A very informative post by Stephan Guyenet on the different types of sugar and how our bodies react to them.
Here are the take-home points from this post:
- Sugar, including fructose, is not inherently fattening relative to other calorie sources, and unrefined sugar is compatible with fat loss in the context of simple whole food diets.
- Sugar can be fattening in certain contexts, specifically if it is added to foods and beverages to increase their palatability, reward value and energy density.
- Sugar-sweetened beverages are probably one of the most fattening elements of the modern diet.
- Fruit is not fattening, and it may actually be slimming.

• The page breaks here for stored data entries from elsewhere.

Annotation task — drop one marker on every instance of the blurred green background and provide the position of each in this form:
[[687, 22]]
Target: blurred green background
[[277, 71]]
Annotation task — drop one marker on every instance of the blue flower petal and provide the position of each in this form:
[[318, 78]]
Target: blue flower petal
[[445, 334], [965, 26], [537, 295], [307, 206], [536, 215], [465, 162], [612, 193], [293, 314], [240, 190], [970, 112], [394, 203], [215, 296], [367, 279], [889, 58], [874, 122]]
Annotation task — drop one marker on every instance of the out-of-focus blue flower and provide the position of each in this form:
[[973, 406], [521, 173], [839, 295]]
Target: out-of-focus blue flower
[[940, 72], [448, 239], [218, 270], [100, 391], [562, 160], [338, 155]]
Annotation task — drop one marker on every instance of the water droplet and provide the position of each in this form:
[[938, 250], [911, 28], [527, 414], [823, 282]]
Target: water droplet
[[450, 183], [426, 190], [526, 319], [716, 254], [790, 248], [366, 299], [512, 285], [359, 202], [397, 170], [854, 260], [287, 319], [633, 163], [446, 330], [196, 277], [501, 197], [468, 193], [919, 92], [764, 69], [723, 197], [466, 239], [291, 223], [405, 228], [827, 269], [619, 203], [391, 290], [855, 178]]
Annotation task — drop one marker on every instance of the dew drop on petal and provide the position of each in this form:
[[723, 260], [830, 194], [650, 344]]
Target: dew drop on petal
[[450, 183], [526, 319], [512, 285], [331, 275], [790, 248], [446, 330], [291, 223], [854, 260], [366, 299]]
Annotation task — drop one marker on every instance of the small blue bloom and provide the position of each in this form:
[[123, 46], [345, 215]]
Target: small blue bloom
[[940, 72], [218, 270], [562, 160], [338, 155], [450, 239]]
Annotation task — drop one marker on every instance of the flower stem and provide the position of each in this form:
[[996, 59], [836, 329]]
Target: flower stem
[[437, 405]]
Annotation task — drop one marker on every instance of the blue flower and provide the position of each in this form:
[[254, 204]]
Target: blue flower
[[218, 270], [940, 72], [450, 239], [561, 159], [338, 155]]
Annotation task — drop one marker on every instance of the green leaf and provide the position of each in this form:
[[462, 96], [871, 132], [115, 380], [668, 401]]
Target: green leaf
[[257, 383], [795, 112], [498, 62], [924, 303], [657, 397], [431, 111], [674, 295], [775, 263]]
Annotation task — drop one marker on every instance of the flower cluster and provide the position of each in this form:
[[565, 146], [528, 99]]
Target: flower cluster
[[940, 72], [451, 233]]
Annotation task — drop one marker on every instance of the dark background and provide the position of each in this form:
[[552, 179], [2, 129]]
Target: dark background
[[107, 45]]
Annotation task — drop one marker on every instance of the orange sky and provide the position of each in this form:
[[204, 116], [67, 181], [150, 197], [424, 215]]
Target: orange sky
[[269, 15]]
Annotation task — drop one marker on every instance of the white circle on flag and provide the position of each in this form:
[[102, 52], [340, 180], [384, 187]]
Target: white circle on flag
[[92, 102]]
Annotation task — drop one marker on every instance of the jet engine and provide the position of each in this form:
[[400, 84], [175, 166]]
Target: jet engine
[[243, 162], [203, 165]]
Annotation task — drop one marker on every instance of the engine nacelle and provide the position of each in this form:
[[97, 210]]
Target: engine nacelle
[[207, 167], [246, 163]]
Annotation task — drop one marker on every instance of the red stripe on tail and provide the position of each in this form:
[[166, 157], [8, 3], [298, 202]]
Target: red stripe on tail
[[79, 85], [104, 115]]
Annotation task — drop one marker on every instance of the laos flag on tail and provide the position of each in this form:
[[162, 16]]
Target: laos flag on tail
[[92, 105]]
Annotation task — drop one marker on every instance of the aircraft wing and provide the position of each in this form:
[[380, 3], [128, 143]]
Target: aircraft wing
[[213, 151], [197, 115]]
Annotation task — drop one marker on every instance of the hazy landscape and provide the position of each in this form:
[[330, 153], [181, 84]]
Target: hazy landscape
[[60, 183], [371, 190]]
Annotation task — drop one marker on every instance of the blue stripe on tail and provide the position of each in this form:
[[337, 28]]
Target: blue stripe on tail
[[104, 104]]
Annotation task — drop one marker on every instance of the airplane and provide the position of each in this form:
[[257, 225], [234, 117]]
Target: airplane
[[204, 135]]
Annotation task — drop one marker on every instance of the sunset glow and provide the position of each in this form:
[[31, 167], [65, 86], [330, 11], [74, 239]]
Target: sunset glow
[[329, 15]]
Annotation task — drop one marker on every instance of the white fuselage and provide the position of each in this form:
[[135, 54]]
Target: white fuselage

- In excess, refined sugar can cause body fat to redistribute from the subcutaneous depot (under the skin, where you want it) to the visceral depots and the liver (where you don’t want it). It can also cause insulin resistance in the liver and increase blood pressure, all components of the ‘metabolic syndrome’. This is caused specifically by the fructose portion of the sugar.
Here are the implications:
- Avoiding sugar-sweetened foods, and particularly sugar-sweetened beverages (soda, punch, sweetened coffee, cocktails, maybe fruit juice as well?) can prevent and to some extent reverse fat gain and metabolic dysfunction.
- I see no reason to believe that refined and unrefined sugars, used in the same context (e.g. muffins baked with white vs. brown sugar), would have different effects on body fatness. However, unrefined sugars may be less harmful to other aspects of health, because they contain other substances that may be protective. Mark Sisson discussed this idea in a recent post on honey (38).
- Eating fruit does not contribute to fat gain in most people, but instead probably favors leanness. Fruit is a whole food with a low energy density and a moderate palatability and reward value.